While these may appear as failure cases from a universality standpoint, we believe they help illustrate a key strength of USAEs: they surface not only shared concepts, but also highlight the set of unique concepts of each model. We will include these findings in the revised version.
Other: References and description refinements
We appreciate your feedback regarding Platonic Representations as well as the referral to review and the recommendation to clarify the high-level intuition for Sec. 3.3, and will implement these changes in the revised version.
Thank you again for the detailed review and suggestions for improvement! We hope we have addressed your main concerns, especially regarding the robustness of USAEs. If so, we would appreciate the consideration to raise your score or let us know what we can further demonstrate to help your decision!
Fel et al. “Archetypal SAE: Adaptive and Stable Dictionary Learning for Concept Extraction in Large Vision Models” ArXiv 2025
The extra content is excellent, thank you for your work! I had a look at the other reviews/comments, and I believe the paper is much stronger now, especially with the experiments reinforcing the robustness/universality claims, so I'm pretty confident in raising my score from 4 to 5.
We thank the reviewer for your time and expertise in providing a comprehensive initial assessment and for taking the time to further examine our rebuttal materials. Furthermore, we greatly appreciate your thoroughness in reviewing not only our responses to your specific comments, but also our responses to other reviewers. We are excited to see that considering the full context of our work with the other reviews and rebuttal materials has strengthened your confidence in our contribution, as reflected in raising your rating from "accept" to "strong accept." We are particularly encouraged that our new results demonstrating USAE stability and robustness resonated with you. The constructive engagement throughout this review process has been invaluable. We strongly believe our work has been improved from your review and will incorporate the feedback in the revised version of the paper.
Strengths:
(1) The introduction of USAEs for learning shared concept space across vision models is original and timely.
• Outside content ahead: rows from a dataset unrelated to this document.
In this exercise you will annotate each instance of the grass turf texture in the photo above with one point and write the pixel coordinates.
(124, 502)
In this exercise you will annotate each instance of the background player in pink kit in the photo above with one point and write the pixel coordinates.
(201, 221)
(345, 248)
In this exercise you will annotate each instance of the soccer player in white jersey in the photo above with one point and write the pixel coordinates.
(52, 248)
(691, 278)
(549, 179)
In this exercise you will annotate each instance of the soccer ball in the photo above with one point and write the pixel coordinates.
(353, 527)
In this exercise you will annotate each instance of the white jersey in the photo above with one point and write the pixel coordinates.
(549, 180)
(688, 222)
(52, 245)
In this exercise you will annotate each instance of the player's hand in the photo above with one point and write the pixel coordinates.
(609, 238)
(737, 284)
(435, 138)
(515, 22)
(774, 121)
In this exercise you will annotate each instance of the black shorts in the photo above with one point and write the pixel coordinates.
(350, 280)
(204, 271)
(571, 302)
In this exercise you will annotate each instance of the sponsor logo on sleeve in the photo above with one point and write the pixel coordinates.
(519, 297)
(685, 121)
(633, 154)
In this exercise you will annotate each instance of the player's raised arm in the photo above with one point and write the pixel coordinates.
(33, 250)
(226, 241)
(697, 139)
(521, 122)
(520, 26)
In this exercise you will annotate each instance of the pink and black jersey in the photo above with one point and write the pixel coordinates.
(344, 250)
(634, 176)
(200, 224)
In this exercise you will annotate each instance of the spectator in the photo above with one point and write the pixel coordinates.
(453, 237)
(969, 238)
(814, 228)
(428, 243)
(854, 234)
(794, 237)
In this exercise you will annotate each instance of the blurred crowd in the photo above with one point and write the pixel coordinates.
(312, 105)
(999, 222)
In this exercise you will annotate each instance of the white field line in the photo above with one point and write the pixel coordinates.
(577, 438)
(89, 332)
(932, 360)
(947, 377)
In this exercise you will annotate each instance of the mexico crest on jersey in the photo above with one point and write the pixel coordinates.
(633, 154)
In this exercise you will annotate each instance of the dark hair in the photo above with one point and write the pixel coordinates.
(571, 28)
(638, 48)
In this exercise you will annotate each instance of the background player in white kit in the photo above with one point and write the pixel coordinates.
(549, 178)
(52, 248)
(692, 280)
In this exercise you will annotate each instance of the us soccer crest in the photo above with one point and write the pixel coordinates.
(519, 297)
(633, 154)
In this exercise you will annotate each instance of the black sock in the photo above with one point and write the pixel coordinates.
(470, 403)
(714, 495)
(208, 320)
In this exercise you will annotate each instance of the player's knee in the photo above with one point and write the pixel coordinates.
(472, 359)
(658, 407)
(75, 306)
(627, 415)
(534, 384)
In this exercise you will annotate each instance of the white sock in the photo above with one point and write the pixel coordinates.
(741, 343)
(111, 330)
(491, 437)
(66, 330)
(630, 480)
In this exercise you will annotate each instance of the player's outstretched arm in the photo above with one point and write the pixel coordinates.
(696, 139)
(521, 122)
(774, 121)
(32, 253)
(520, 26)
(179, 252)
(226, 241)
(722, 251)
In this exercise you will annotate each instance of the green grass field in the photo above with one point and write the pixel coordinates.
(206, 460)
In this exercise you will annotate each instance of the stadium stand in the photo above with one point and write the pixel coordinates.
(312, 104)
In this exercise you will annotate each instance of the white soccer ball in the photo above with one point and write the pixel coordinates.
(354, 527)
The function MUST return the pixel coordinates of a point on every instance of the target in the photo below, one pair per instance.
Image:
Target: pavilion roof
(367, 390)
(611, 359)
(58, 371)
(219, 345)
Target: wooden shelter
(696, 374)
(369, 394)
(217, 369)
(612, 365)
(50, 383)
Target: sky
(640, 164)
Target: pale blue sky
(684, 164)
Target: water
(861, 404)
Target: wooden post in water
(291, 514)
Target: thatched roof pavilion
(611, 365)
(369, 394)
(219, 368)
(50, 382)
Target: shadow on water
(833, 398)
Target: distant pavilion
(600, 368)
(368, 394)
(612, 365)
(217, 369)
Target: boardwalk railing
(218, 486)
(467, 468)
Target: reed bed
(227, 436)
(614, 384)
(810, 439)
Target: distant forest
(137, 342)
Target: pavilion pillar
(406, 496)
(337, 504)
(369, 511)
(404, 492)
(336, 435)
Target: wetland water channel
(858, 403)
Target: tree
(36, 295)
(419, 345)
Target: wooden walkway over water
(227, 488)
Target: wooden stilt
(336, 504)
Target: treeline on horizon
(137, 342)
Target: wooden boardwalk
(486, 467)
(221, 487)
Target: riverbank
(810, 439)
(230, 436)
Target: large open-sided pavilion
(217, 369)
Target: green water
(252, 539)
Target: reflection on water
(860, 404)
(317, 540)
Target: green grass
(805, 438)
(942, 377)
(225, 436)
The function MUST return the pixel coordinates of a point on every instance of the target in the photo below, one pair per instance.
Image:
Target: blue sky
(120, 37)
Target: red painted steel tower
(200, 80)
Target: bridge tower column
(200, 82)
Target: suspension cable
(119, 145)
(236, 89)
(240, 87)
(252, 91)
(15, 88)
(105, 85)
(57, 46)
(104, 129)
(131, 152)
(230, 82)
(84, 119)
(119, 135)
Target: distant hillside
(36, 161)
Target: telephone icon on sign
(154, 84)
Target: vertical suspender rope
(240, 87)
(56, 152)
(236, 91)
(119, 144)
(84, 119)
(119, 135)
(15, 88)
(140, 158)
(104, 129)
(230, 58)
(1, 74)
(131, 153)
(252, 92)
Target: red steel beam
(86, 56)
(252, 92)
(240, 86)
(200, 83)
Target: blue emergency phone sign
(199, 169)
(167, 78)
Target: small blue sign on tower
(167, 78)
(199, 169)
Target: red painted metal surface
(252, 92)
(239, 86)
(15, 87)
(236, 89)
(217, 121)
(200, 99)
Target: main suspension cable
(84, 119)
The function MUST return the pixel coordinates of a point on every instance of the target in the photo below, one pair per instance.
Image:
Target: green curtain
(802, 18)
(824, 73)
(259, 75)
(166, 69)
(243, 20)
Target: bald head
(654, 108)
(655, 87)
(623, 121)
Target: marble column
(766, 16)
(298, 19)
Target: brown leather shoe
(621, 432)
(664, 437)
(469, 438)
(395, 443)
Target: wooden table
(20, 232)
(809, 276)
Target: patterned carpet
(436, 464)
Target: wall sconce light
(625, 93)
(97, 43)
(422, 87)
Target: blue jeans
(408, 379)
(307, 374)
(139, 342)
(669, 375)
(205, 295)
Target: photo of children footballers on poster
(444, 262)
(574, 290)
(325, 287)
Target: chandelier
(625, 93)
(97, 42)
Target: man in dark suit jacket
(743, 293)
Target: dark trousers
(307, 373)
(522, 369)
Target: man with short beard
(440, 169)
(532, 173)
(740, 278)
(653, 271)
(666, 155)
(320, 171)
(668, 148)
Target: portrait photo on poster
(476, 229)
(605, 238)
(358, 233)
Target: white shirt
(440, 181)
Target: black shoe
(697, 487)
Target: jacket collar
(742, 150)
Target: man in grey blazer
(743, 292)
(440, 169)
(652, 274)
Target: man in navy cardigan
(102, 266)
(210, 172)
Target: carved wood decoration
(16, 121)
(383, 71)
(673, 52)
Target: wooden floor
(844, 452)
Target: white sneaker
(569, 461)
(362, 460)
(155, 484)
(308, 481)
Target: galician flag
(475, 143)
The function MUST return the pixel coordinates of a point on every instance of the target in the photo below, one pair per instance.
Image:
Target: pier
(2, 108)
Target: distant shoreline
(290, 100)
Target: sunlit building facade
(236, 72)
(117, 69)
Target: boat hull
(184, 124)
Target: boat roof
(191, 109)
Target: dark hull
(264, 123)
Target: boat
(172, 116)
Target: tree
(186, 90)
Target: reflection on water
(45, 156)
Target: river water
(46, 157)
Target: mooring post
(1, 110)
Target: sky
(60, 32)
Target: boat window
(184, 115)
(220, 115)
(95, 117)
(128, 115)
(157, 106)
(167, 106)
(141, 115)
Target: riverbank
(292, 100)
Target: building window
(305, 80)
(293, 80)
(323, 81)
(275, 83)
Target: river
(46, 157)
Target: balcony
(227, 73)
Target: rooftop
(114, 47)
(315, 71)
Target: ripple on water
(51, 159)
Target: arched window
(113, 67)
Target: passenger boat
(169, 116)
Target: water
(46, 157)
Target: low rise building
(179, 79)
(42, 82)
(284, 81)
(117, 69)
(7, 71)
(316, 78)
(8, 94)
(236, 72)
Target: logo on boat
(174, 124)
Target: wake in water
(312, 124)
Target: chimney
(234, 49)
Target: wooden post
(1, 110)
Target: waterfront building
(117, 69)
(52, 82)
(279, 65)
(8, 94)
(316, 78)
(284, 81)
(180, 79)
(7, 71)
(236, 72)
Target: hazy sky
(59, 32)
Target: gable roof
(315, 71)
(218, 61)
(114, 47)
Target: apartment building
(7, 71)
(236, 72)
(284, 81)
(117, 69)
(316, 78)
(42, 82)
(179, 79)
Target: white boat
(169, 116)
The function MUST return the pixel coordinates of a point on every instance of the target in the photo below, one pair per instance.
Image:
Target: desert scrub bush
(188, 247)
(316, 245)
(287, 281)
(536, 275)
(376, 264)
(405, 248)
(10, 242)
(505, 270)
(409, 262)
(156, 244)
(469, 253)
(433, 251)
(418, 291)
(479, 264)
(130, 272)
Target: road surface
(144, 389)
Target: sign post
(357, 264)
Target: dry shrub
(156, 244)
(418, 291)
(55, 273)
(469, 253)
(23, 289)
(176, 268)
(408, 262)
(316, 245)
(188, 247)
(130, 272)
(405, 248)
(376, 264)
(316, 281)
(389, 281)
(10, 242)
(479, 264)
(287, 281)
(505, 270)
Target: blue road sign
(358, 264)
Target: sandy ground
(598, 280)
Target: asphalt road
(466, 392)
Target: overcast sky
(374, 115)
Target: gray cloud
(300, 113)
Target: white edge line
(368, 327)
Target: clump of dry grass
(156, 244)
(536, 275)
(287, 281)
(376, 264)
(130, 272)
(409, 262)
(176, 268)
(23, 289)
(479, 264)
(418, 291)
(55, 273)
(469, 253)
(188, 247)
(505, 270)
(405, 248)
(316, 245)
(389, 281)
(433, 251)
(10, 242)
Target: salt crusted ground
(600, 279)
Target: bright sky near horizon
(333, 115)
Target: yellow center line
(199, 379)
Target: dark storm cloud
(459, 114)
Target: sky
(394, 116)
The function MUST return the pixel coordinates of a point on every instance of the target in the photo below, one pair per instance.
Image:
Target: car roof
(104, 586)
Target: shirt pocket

(2) The paper presents a diverse set of qualitative and quantitative experiments, including cross-model reconstruction, concept alignment, and visualizations.
(3) The paper is clearly written and well-structured, making complex ideas easily understandable.
Weaknesses:
(1) Initial framing of “universality” could be overstated without deeper robustness checks (e.g., stability, OOD generalization, concept overlap).
(2) The distinction between USAEs and post-hoc pairwise SAE comparisons could be better emphasized, especially visually.
(3) Some implementation specifics (e.g., thresholds, interpolation choices) should have been better clarified in the main paper. Additionally, certain metrics (e.g., firing entropy) could benefit from more principled, distribution-aware formulations to strengthen their interpretability and robustness.
Discussion:
The paper proposes a sparse autoencoder based framework that opens up new directions in cross-model interpretability. While reviewers 11mk and SLTN reasonably endorsed the work, other reviewers (51dn, 42Tj) expressed mild issues, primarily about the strength of universality claims, implementational clarity. Importantly, the authors responded thoroughly to all criticisms, providing additional experiments on concept stability, OOD generalization, and clarifications around metrics and implementation choices. The rebuttal successfully addressed core concerns of the reviewers and highlighted the authors’ dedication to rigor and openness.
Recommendation: Accept
This paper makes a novel and well-supported contribution to the interpretability and representation learning literature. Its insights into shared concept structure across models are timely and practically relevant. While some aspects can be strengthened in future works, the current work is a strong and impactful addition to the field.